Without Limits: The Abstract Art of Cathy Bible
By Madeline Masser
Your local hardware store is not the first place to come to mind when thinking of art. However, for abstract artist Cathy Bible a visit to Home Depot can be as inspiring as a visit to a museum.
She sees potential in tools and materials that other artists might overlook. She realizes, for example, that she can get a deep, dark, and textured hue from roofing tar. Here is a new and exciting medium that allows for an abstract form that is not easily created with standard studio practices.

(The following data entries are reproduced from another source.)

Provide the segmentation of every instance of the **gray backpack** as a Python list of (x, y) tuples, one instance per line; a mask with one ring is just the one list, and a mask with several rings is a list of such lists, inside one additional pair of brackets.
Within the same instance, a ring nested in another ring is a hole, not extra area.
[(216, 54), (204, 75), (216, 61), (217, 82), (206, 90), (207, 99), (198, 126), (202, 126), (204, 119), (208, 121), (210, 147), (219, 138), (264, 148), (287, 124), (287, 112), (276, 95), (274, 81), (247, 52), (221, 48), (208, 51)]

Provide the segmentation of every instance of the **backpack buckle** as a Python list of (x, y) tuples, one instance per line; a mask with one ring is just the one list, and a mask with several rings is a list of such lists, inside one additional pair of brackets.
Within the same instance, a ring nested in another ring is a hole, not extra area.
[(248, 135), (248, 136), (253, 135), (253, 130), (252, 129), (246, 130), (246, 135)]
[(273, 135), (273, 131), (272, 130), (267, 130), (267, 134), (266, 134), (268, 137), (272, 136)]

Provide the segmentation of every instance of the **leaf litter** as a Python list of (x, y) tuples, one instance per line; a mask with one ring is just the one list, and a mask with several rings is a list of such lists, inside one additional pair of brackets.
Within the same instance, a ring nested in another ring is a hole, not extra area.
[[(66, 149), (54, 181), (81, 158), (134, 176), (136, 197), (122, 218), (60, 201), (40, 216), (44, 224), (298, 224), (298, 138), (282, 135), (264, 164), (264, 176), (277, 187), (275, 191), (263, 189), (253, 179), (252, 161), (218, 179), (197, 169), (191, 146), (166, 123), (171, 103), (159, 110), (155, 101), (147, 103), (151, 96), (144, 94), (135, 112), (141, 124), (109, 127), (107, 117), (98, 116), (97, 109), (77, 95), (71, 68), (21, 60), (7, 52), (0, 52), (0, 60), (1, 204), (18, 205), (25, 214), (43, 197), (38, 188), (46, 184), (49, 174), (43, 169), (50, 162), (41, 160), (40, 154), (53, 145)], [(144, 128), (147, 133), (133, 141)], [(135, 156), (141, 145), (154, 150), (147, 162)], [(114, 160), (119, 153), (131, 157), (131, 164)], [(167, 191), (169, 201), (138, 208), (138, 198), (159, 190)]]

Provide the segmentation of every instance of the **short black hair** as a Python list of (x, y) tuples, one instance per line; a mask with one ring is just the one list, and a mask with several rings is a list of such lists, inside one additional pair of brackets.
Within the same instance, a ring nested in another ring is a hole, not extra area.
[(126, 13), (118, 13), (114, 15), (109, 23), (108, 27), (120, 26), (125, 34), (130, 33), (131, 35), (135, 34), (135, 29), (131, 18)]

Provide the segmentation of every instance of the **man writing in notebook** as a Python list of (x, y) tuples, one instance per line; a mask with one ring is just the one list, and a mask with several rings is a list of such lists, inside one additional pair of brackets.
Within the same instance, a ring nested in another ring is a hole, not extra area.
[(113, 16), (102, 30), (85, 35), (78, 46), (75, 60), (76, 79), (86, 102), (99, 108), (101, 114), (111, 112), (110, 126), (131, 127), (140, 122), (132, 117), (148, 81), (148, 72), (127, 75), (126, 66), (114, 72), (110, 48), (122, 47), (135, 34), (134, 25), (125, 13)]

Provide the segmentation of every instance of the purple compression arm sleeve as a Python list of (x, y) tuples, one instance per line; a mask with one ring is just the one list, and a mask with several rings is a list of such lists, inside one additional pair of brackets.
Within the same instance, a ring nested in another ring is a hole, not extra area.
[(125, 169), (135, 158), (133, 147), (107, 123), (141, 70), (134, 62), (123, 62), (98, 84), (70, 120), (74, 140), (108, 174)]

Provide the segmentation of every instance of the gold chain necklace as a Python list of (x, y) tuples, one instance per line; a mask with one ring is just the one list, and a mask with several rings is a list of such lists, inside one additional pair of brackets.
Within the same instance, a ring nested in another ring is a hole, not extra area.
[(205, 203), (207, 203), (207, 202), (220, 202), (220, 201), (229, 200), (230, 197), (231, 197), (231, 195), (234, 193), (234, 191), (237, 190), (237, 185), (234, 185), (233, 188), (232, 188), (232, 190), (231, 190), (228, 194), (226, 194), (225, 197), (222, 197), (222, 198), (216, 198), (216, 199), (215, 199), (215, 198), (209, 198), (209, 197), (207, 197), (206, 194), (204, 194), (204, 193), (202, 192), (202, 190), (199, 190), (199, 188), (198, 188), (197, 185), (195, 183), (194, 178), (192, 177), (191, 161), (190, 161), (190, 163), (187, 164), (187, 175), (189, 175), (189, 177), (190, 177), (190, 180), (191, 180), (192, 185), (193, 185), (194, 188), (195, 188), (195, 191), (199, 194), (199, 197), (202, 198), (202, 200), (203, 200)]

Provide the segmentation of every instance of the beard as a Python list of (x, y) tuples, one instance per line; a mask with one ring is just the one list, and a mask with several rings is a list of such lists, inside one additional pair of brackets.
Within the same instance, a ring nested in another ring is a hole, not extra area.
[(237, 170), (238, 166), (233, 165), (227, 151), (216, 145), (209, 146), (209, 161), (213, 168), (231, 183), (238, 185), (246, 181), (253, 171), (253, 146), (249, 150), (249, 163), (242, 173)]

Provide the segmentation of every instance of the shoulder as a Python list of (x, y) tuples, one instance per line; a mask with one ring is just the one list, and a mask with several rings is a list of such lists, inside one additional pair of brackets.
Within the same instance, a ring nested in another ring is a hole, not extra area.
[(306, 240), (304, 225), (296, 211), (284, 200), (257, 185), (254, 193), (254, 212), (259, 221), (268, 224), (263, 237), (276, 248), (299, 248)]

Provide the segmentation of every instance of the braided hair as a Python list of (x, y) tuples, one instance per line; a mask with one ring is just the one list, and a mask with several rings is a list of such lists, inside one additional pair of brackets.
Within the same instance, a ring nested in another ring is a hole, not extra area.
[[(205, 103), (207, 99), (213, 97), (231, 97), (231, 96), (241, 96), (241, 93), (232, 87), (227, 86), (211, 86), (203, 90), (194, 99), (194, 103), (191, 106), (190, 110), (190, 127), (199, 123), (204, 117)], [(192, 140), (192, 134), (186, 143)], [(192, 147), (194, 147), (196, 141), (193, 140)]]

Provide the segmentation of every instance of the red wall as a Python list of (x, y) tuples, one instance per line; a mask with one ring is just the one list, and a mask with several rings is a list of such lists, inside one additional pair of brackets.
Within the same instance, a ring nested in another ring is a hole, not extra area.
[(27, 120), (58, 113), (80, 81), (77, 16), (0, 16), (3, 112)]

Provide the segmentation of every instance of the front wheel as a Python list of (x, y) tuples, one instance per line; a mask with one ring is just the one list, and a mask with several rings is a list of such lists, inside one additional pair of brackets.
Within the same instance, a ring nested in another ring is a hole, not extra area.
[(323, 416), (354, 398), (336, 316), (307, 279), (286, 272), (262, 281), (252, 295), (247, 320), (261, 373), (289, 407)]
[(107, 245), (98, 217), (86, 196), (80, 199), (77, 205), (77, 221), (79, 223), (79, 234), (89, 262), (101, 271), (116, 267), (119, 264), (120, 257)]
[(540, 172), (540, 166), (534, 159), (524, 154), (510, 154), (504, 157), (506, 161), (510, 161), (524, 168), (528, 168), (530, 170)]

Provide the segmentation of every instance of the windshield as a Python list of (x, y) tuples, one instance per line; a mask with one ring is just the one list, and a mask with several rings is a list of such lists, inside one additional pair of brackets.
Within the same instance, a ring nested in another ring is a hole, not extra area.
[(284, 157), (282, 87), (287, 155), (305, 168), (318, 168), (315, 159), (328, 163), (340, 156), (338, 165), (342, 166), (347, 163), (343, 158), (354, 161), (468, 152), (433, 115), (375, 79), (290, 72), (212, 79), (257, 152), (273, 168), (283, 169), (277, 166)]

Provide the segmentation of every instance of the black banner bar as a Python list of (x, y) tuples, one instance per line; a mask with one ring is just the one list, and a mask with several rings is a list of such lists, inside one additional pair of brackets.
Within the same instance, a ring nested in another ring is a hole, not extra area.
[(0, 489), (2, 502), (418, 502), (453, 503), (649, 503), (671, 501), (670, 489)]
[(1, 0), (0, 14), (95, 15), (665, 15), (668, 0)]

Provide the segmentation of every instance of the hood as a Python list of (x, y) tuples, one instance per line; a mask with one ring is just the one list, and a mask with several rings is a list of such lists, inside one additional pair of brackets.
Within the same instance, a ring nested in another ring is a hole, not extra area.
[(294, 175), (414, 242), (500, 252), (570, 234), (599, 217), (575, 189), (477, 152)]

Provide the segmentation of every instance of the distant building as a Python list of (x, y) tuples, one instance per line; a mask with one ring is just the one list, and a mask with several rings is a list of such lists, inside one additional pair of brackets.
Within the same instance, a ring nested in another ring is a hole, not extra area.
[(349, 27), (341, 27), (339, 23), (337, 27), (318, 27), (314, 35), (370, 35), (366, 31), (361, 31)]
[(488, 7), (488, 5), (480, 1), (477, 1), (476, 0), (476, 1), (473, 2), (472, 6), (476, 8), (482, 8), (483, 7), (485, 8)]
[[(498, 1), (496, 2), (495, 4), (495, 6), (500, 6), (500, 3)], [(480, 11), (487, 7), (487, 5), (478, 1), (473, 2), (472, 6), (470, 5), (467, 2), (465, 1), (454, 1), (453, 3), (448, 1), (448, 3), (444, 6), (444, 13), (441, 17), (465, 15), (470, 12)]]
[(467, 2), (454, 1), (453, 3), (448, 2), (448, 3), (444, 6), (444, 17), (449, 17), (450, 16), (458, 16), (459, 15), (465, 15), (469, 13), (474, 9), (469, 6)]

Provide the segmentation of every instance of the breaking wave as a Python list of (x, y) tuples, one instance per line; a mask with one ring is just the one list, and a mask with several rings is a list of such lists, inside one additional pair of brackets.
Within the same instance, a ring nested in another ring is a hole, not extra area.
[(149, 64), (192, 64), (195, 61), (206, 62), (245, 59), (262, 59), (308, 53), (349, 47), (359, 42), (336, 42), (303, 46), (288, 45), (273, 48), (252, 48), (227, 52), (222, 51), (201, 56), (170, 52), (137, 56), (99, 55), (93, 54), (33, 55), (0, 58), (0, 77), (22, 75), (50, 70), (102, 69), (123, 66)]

Cathy’s work is driven by excitement in exploration and discovery. She explored nature as a child, searching for arrowheads, dinosaur bones, and camping in the wild. The themes and aesthetic of her art are influenced by those experiences.
Cathy found that artistic projects were a fantastic way to engage students. While serving as principal, she implemented an “Artist in Residence” program that emphasized the importance
of self-expression and let students see how creativity can be an excellent tool in work and
life. These projects helped students develop the artistic “right side” of their brain, creating space for students to showcase their work in both short-term and permanent exhibits, and taught them to take pride in their abilities and artistic creations.
Theo Harasymiw, an established visual artist, was one of the artists that took part in these in-school artist residencies. Watching Theo work with the students and build them up as artists was inspiring and reminded her of the well of creativity inside of her.
This creative energy carried into Cathy’s retirement, when she was finally able to focus on her artistic abilities. She studied oil landscape painting with the late Joe Novak, and she shared an art studio with other photorealist landscape painters. A creative outlet that would allow for more exploration and open interpretation is what Cathy was really looking for.
The way she was able to express herself through painting in broad strokes and bold movements
over large canvases was the most exciting aspect of abstract painting, which was the art form she found to be most compelling to her.
Cathy employs her training and experimentation to create new techniques and methods. She has a passion for creating large abstract works, despite her rheumatoid arthritis. She finds that painting with her hands and using unconventional art tools brings power and energy to life in her work.
Although experimentation is a large part of her work, Cathy has also trained with many established artists, including esteemed Australian sculptor Jen Mallinson, who taught Cathy the
beauty and importance of texture. Danielle Bartlett, a fellow abstract artist, encouraged Cathy to follow her intuition, trust her inner voice, and allow the energy of the universe to influence her when painting.
While in the throes of her newfound creative path, Cathy was inspired by fellow artist Michael
Huyzer, owner of A+ Gallery, to open her own exhibition space, Lyrical Art Gallery, in Red Deer, Alberta, Canada. She created the space to complement her work, and she loved designing and “choreographing” the space during its four-year run.
Cathy has also recently worked in other media, including bronze sculpture, mosaics, and jewelry
design. Although the tools and methods of these art forms vastly differ, Cathy’s nature-inspired
aesthetic shines throughout all her work, as she creates pieces that dance between ruggedness, rigidity, flow, and effervescence.
From her home studio in Edmonton, Cathy’s creative practice continues to grow and transform
as naturally as the seasons turn. Her joy for art and discovery go hand in hand, and you can see through her artwork that Cathy is not afraid of taking chances. Which coincides brilliantly with Cathy’s life motto, a quote via author Yobi Kasado: “What do you do with a chance? You take it…because it just might be the start of something incredible.”